Analyse biomécanique
L’acrobatie en tant que telle n’étant pas difficile (saut
droit + demi-tour), nous allons nous attarder sur le shoot arrière
et l’action à effectuer sur la barre avec les bras.
Le shoot arrière est réalisé grâce aux courbettes dynamiques et au transfert
d’énergie que celles-ci impliquent : ainsi, le gymnaste en chandelle haute
au début de la prise d’élan emmagasine de l’énergie potentielle qu’il va
transformer en énergie cinétique (vitesse angulaire) et qui sera soutenue
par le passage de courbe concave arrière en courbe concave avant.

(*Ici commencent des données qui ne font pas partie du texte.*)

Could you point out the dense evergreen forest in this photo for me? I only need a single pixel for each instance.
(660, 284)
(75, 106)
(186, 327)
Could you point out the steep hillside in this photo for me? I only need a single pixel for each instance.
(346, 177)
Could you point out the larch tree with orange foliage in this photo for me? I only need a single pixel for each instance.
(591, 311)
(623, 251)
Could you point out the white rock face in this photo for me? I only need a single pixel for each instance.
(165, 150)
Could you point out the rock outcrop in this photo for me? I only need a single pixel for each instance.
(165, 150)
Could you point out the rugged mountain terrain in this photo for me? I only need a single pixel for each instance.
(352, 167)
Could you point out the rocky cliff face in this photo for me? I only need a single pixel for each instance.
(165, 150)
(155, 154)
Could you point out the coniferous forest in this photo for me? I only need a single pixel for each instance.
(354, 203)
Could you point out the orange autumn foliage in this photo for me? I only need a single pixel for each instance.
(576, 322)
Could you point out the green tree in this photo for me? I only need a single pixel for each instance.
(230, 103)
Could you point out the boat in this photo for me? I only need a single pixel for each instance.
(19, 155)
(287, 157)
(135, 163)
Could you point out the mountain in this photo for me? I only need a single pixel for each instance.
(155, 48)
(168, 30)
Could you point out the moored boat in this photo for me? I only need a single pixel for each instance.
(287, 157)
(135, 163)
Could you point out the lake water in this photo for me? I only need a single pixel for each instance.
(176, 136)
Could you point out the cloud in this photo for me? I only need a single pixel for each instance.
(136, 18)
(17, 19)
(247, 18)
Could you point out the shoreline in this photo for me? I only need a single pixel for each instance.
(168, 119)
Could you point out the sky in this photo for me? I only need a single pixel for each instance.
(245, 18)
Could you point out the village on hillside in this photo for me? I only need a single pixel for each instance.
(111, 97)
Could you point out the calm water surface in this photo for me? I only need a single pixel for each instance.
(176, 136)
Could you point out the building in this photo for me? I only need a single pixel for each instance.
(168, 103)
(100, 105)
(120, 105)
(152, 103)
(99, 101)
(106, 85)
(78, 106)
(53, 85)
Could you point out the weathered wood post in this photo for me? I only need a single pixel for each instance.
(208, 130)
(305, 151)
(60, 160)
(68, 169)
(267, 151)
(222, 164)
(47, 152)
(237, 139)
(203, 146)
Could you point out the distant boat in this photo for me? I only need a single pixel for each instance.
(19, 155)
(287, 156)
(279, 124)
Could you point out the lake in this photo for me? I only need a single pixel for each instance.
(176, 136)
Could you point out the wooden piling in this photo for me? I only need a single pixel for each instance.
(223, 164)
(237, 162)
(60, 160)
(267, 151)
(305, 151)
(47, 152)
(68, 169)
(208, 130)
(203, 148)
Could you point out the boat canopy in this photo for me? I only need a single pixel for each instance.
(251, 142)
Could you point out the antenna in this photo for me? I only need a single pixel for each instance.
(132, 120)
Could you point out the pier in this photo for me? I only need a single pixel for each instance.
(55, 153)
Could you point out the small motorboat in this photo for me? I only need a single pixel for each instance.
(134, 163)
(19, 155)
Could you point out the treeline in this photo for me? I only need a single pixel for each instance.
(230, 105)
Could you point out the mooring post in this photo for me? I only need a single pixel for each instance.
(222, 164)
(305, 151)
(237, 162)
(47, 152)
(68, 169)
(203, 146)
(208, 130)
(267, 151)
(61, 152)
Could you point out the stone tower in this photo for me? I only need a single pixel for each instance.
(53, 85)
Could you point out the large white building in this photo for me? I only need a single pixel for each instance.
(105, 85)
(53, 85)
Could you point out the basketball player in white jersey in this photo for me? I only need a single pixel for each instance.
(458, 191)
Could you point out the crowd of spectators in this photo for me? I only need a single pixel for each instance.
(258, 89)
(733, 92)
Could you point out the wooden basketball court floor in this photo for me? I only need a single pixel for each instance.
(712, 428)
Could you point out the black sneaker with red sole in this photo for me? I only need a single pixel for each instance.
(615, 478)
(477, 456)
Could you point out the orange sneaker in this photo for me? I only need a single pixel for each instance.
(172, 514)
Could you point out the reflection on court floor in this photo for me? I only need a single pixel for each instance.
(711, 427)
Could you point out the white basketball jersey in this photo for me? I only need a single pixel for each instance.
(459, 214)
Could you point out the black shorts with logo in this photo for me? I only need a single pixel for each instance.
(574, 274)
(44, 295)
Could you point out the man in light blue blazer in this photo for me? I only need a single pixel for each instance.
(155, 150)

Au passage vertical, le gym en position bassin rétroversé, au maximum de sa
vitesse et de la tension de la barre va restituer toute cette énergie pour
passer par dessus la barre. L'étape suivante est
essentielle car le gymnaste doit, à l’issue du shoot arrière final, bloquer
ces pointes et transférer cette énergie au reste du corps jusqu’aux mains
pour pousser sur la barre. Ainsi la maîtrise de la
dynamique des courbes, la mise en tension de la barre, la restitution de
l’énergie élastique, et le transfert de moment cinétique sont des
principes primordiaux de ce lâcher de barre qui dans sa réalisation
parfaite est d’une grande difficulté. Nous
pouvons parler également de la façon de créer le demi-tour puisque si le
franchissement est bien réalisé le demi tour est orienté par les pointes et
souvent accentué par une poussé de barre déjà excentrée.
Analyse musculaire
Cette analyse semble très pertinente au regard des minces différences qu’il
peut exister entre certaines actions musculaires.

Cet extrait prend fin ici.